Os assuntos a serem priorizados também foram debatidos no primeiro dia de GT. Cadastro nacional da pessoa com deficiência, mobilidade urbana, fóruns sobre tecnologia de acessibilidade, padronização de vias públicas, criação de centros de estimulação – contendo fonoaudiologia, fisioterapia, odontologia e psicologia em um só lugar-, atendimento ao familiar, obrigatoriedade do ensino de libras a partir do quinto ano para todas as redes e inclusão de pessoas fissuradas no Estatuto da Pessoa com Deficiência para que tenham facilidade no acesso à fonoaudiologia e cirurgia pelo Sistema Único de Saúde (SUS) foram pontos levantados entre os participantes, que foram divididos em três grupos de discussão.
“Os Grupos de Trabalho são propositivos e não deliberativos. Sendo assim, a Fundação 1º de Maio é executora dos GTs, e o que foi proposto aqui será levado e debatido pela Secretaria Geral do Solidariedade”, reforçou a moderadora do debate, a advogada Denise Neri ao final das atividades.
“Espero que vocês saiam daqui com informações e com a cabeça aberta para continuar o trabalho da melhor forma possível, começando pelo município de vocês. Pequenas ações podem fazer uma grande diferença”, completou Luiz Adriano.
Antes de finalizar o GT, um vídeo foi exibido e, para os deficientes visuais, houve áudio-descrição. No pequeno filme, havia uma máquina “resolvedora de problemas”, instalada em um local público. As pessoas que entravam, ouviam frases de incentivo ditas por crianças, como: “Não fique triste”. Porém, ao final, a tela abria e mostrava que as crianças motivadoras tinham algum tipo de deficiência, que só podia ser percebida com o movimento da câmera.
A emoção tomou conta da sala Bandeirantes III, no Novotel. “Falar depois desse vídeo é muito difícil, mas quero ressaltar que tudo que a gente faz na vida tem que ser feito com paixão”, disse Ana Claudia. “Temos que transformar a realidade do nosso país. Eu acredito que o Brasil tem jeito”.
“O encontro foi ótimo”, afirmou Osório Martins. “Trocamos ideias com pessoas de todas as regiões do País com dificuldades diferentes. A pessoa com deficiência, muitas vezes, é excluída, porque olham primeiro a deficiência, como no meu caso, veem primeiro a cadeira de rodas”, explicou o gaúcho, que passou a utilizar o equipamento após uma reação alérgica de um antiinflamatório utilizado para dor muscular.
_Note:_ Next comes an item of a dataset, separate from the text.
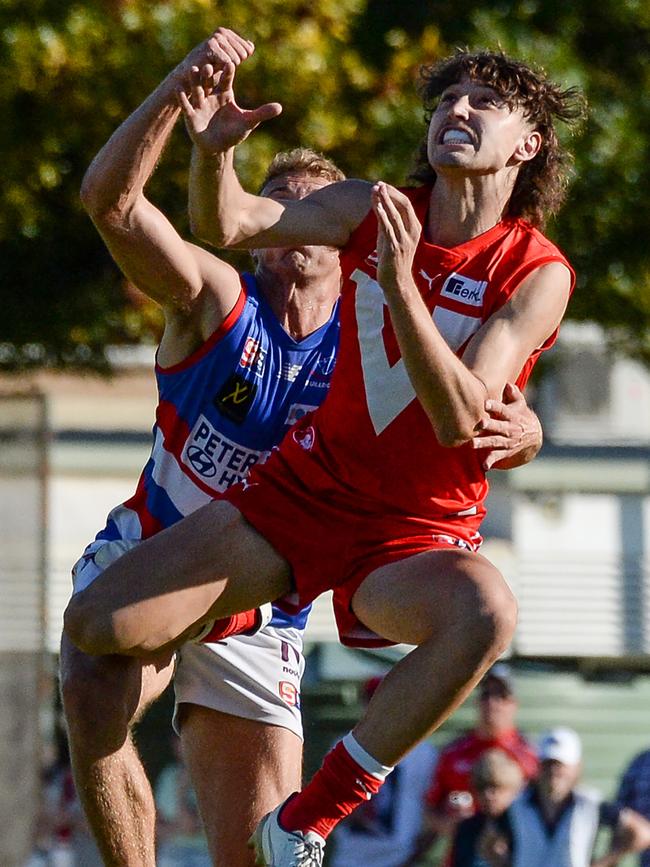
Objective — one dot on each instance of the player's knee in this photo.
(495, 620)
(99, 695)
(98, 632)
Para a dentista Mirede Barbosa Krawczyk, que atende pessoas com deficiência em Fazenda Rio Grande-PA, o encontro superou as expectativas. “A troca de experiências aqui foi muito rica. Eu trabalho com esse foco há 25 anos e sempre para mim é um grande aprendizado de como o ser-humano pode se superar”, disse.
“Nós temos que empoderar as pessoas dentro dos municípios para dar voz a elas, que são fortes, capazes de transpor barreiras inimagináveis pela grande maioria”, afirmou Samanta Costa, presidente da Fundação 1º de Maio.